I probably agree that Einsteins view on God were not clear. But i'd rather go by his actual words rather than what people over the years 'thought he meant instead'. I agree his view of a creator God was not a classic or a simple one but it's clear from an his actual words he did believe in a creator God. He also clearly stated he was not an atheist I'll just leave with a few quotes from the dude himself and let peops make up their own minds
(The following is from Einstein and Religion by Max Jammer, Princeton University Press)

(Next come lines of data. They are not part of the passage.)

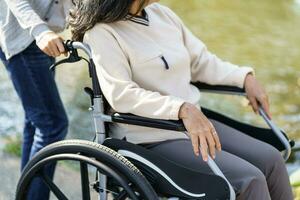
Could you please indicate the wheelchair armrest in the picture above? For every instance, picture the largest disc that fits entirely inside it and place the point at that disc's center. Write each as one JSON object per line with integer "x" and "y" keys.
{"x": 219, "y": 88}
{"x": 148, "y": 122}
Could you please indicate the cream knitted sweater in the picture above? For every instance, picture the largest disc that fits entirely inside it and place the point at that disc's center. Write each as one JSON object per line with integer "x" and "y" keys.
{"x": 145, "y": 66}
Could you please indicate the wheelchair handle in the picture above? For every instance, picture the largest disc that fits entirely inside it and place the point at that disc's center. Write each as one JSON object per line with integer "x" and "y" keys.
{"x": 278, "y": 133}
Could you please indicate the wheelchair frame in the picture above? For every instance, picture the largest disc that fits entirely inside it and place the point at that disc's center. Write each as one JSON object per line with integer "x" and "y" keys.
{"x": 100, "y": 118}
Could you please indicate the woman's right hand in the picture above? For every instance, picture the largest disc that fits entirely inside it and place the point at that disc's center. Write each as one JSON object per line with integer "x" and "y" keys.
{"x": 200, "y": 130}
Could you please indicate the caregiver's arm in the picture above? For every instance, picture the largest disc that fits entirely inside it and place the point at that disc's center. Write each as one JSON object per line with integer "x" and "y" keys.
{"x": 47, "y": 41}
{"x": 115, "y": 78}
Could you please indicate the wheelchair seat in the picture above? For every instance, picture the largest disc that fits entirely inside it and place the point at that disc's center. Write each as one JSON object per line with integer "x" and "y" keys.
{"x": 168, "y": 178}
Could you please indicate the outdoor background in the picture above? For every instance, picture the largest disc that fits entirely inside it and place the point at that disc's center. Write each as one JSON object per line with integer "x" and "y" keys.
{"x": 262, "y": 34}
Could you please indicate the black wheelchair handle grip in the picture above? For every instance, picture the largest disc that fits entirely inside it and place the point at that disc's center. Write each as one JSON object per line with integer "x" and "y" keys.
{"x": 148, "y": 122}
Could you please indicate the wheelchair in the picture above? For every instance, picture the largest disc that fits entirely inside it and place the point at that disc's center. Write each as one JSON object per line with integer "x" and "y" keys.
{"x": 128, "y": 171}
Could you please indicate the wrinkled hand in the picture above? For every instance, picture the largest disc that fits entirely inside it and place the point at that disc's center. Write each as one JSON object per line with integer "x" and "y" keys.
{"x": 51, "y": 44}
{"x": 201, "y": 131}
{"x": 256, "y": 95}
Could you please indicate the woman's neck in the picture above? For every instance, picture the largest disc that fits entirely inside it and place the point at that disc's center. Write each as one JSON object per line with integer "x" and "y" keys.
{"x": 135, "y": 7}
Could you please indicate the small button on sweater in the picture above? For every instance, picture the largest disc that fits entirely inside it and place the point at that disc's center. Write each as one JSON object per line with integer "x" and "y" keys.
{"x": 145, "y": 66}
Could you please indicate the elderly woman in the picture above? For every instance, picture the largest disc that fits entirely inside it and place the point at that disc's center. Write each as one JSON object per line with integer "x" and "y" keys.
{"x": 146, "y": 59}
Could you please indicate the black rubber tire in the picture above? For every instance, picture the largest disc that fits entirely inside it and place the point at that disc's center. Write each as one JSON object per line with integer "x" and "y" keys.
{"x": 100, "y": 153}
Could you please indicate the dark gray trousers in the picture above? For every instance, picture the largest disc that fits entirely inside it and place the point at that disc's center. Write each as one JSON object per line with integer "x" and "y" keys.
{"x": 255, "y": 169}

"I'm not an atheist, and I don't think I can call myself a pantheist. We are in the position of a little child entering a huge library filled with books in many languages. The child knows someone must have written those books. It does not know how. It does not understand the languages in which they are written. The child dimly suspects a mysterious order in the arrangement of the books but doesn't know what it is. That, it seems to me, is the attitude of even the most intelligent human being toward God. We see the universe marvelously arranged and obeying certain laws but only dimly understand these laws. Our limited minds grasp the mysterious force that moves the constellations."
Nowhere there does he say anything about a creator.

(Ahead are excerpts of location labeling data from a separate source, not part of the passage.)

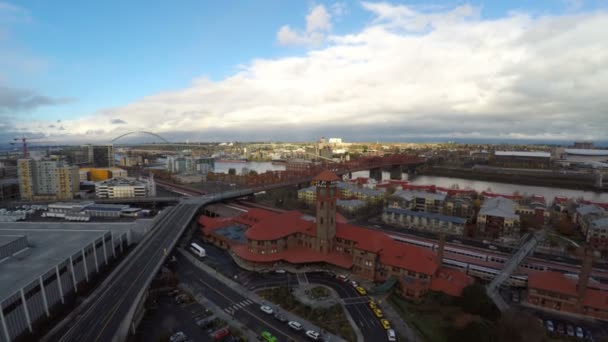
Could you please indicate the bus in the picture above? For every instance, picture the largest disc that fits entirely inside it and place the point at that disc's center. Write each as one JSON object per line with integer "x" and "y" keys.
{"x": 198, "y": 250}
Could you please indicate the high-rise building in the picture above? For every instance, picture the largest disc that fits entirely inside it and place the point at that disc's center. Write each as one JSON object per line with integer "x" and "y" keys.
{"x": 47, "y": 179}
{"x": 103, "y": 156}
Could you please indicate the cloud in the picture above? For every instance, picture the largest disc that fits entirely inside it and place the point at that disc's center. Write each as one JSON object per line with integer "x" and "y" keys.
{"x": 318, "y": 23}
{"x": 14, "y": 99}
{"x": 408, "y": 74}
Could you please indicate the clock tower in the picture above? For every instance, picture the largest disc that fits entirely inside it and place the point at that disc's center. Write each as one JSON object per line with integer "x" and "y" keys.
{"x": 327, "y": 195}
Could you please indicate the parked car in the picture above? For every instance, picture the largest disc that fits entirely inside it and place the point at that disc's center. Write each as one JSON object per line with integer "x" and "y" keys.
{"x": 579, "y": 332}
{"x": 295, "y": 325}
{"x": 342, "y": 277}
{"x": 281, "y": 318}
{"x": 312, "y": 334}
{"x": 266, "y": 309}
{"x": 268, "y": 337}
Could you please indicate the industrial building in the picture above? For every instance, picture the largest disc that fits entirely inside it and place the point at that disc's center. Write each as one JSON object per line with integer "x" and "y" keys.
{"x": 45, "y": 264}
{"x": 521, "y": 159}
{"x": 47, "y": 179}
{"x": 261, "y": 238}
{"x": 100, "y": 174}
{"x": 425, "y": 221}
{"x": 497, "y": 218}
{"x": 430, "y": 202}
{"x": 125, "y": 188}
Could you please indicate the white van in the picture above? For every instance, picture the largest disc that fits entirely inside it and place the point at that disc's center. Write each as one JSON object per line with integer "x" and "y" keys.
{"x": 198, "y": 250}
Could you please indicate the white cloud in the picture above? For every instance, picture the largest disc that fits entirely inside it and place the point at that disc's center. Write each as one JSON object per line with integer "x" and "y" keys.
{"x": 318, "y": 23}
{"x": 409, "y": 74}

"In view of such harmony in the cosmos which I, with my limited human mind, am able to recognize, there are yet people who say there is no God. But what really makes me angry is that they quote me for the support of such views."
Source?
''I want to know how God created this world. I am not interested in this or that phenomenon, in the spectrum of this or that element. I want to know his thoughts. The rest are details.'' (The Expanded Quotable Einstein, Princeton University Press, 2000 p.202)
Again, Einstein, and many other scientists, can, and have, used this sort of language metaphorically.
“I received your letter of June 10th. I have never talked to a Jesuit priest in my life and I am astonished by the audacity to tell such lies about me. From the viewpoint of a Jesuit priest I am, of course, and have always been an atheist. Your counter-arguments seem to me very correct and could hardly be better formulated. It is always misleading to use anthropomorphical concepts in dealing with things outside the human sphere—childish analogies. We have to admire in humility the beautiful harmony of the structure of this world as far—as we can grasp it. And that is all.”
Again, where is the creator?
Like I said, it's presumptuous to say Einstein was an atheist, but it's also so to say he believed in a higher intelligent being. The most we can say, is he that humbly admired the order in the cosmos, so much so that he said he was religious in 'that sense, and in that sense only'.